We do this because the Signs of the Times reveal a serious deterioration in the life of the Catholic Church in our country: We see:
Closed parishes, broken communities, and unavailable sacraments.
Sexually-abused children and young people and ineffective clerical response to correct this institutional sin.
Dwindling financial support and widespread fiscal mismanagement.
Paternalistic, monarchical leadership that is often unresponsive, repressive, and ineffective.
A seriously compromised social justice mission–because internal institutional justice is lacking.
Catholics abandoning the Church with demoralizing frequency.
A community starved for a spirituality that fits our modern lives, consistent with our maturity, experience and education.
We acknowledge co-responsibility for these conditions–for no community can be governed without its implicit or explicit consent. We “consent” with financial and personal support, with participation, or, often, with passivity.
By soundly rejecting the hierarchy representing itself as THE CHURCH and by soundly rejecting the demand of the hierarchy that all Catholics must obey their FIRST COMMANDMENT: OBEY THE HIERARCHY, it seeks to work against the repression that has resulted from the monarchical hierarchy. A monarchical hierarchy that now is so drunk on its power that it is trying to sway voting blocs in this coming election to its narrow, rigid, medieval perspective of women.
"Drunk with power!" Oh, that's an exaggeration you say. Well, when what the Catholic bishops really want is to make it possible for any Catholic to refuse to give contraception coverage to his/her employee, regardless of their business:
The White House is “all talk, no action” on moving toward compromise, said Anthony Picarello, general counsel for the U.S. Conference of Catholic Bishops. “There has been a lot of talk in the last couple days about compromise, but it sounds to us like a way to turn down the heat, to placate people without doing anything in particular,” Picarello said. “We’re not going to do anything until this is fixed.”

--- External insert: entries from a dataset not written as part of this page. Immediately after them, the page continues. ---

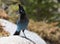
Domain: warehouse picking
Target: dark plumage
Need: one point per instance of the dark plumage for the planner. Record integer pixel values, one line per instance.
(22, 21)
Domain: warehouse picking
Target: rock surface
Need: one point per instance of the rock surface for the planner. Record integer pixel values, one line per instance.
(14, 40)
(11, 28)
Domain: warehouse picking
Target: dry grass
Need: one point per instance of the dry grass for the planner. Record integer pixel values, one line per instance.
(48, 31)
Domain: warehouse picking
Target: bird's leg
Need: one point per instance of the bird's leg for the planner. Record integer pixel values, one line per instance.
(24, 33)
(17, 33)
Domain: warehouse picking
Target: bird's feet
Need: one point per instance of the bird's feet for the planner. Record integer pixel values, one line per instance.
(16, 33)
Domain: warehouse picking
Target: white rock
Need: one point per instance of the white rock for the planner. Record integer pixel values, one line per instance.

That means removing the provision from the health care law altogether, he said, not simply changing it for Catholic employers and their insurers. He cited the problem that would create for “good Catholic business people who can’t in good conscience cooperate with this.”

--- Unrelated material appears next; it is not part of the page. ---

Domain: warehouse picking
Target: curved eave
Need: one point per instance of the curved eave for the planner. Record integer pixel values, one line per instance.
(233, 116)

“If I quit this job and opened a Taco Bell, I’d be covered by the mandate,” Picarello said.
Think Progress
If that isn't legislating their medieval repressive code on those who are not even members of their religion, I don't know what it is. THAT IS AN ATTEMPT AT THEOCRACY. Where their so-called 'religious tenets' are FORCED on the public at large. This is very serious stuff, because they are very serious about it.
So, it becomes all the more important to realize that not all Catholics want a theocracy or even want their church run this way. It is very important as we undergo this firestorm of a debate to be equipped with dissenting voices from within the Catholic Church who are not content 'just to do their master's bidding' as children, but seek an adult form of membership.
So, regardless of what Chris "Opus Dei" Matthews may present as the "Catholic Position" in his soapbox, be informed that not all Catholics are sheep who are waiting for their bishops to herd them back to the feudal times. But rather there are thinking, adult men and women of conscience who are profoundly disagreeing with the current hierarchy's attempt at imposition of a medieval form of Catholicism.
The American Catholic Council is a great resource in debates at this time.